Philippe vint immédiatement vers moi. Nous visitâmes toutes les salles de tous les bâtiments, il m’expliqua où les différents cours étaient donnés. Il me proposa ensuite d’aller nous promener dans le jardin.

— Eudes, je t’ai demandé de sortir car je n’aimerais pas qu’un autre entende nos discussions, me dit-il. Je sais que tu n’es pas un étudiant ordinaire et que tu es le fils du Vicomte de R***.

— Oui, et toi, d’où viens-tu ?

— Pour les autres je suis le fils du directeur d’une mine du nord de la France. Ce n’est pas vrai, je ne peux pas te dire la vérité pour des raisons de discrétion.

— Je te comprends, tu n’es pas le seul dans ce cas. Moi, je suis venu avec Johann, le fils d’un paysan du village de Z***.

— C’est plus qu’un ami pour toi, j’ai vu comme vous vous regardez.

— Oui, nous sommes amoureux. Il devait être mon valet au départ. Est-ce que cela te dérange que deux hommes s’aiment ?

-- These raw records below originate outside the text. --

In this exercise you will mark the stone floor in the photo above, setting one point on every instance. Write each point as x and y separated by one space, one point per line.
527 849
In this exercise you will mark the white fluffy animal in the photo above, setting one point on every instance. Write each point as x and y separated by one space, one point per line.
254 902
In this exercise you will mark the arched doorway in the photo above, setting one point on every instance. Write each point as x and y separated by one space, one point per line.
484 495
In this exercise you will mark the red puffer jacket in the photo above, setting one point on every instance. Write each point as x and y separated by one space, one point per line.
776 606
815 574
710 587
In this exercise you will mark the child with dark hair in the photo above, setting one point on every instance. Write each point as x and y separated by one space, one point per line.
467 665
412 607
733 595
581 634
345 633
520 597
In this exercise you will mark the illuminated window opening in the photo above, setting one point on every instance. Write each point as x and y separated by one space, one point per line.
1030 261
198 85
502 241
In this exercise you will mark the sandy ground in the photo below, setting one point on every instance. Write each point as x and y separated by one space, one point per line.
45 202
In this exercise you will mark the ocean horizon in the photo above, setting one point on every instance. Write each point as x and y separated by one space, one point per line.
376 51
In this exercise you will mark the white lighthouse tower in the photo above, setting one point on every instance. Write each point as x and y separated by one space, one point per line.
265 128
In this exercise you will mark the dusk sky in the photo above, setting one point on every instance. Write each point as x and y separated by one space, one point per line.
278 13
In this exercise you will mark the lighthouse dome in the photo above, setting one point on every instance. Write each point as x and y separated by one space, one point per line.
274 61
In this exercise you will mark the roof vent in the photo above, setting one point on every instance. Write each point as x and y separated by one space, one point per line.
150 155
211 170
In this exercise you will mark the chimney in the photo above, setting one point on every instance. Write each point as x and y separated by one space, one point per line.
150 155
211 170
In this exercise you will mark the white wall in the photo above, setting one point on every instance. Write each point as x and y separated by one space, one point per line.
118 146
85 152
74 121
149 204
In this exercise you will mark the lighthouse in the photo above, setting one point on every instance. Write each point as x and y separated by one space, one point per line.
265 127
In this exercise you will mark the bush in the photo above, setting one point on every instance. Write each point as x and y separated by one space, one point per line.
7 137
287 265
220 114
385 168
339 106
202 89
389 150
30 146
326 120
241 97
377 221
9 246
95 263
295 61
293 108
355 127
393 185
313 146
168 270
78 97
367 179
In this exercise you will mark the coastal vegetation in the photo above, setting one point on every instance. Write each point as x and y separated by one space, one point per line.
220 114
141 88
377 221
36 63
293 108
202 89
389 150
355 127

— Tu rigoles ou tu es sérieux ?

— Je ne te comprends pas.

— Ton père ne t’a pas dit ?

— Dit quoi ?

— Que ce pensionnat était réservé aux invertis.

— Non, il ne m’a pas dit, mais je commençais à m’en douter.

— C’est vrai que les étudiants ne doivent pas le savoir en arrivant. Ce doit être pour cela qu’il ne te l’as pas dit.

— Certainement.

— Moi, j’aime les deux, hommes et femmes. Je suis comme toi, mon père finance aussi cet endroit.

— Je ne le savais pas non plus.

— Je ne connais pas tous les détails, mais je crois qu’il existe un réseau secret qui désire aider les invertis ayant des difficultés et abolir les inégalités. Cette lutte n’est qu’à son début et prendra des siècles. Ce pensionnat est destiné aux jeunes qui ont eu des difficultés, soit à accepter leur situation, soit avec leurs familles. On leur offre la possibilité d’être entre eux, à l’abri, pour reprendre leurs études souvent négligées à cause de leurs problèmes. Le réseau paye aussi les frais d’écolage dans certains cas.

— Mais si leurs familles sont opposées à leur orientation, comment les convaincre de les envoyer ici ?

— On dit qu’on va « guérir » les adolescents : pour leurs parents cela signifie les faire revenir dans le droit chemin, pour le réseau cela signifie leur aider à accepter leur état. Von Venusberg, qui connaît bien la psychologie humaine, a écrit un texte plein de bla-bla-bla scientifique pour motiver les parents. Il est évidemment recommandé de ne pas remettre ce texte aux enfants. On conseille ensuite aux étudiants d’aller dans des universités éloignées de leur domicile jusqu’à leur majorité.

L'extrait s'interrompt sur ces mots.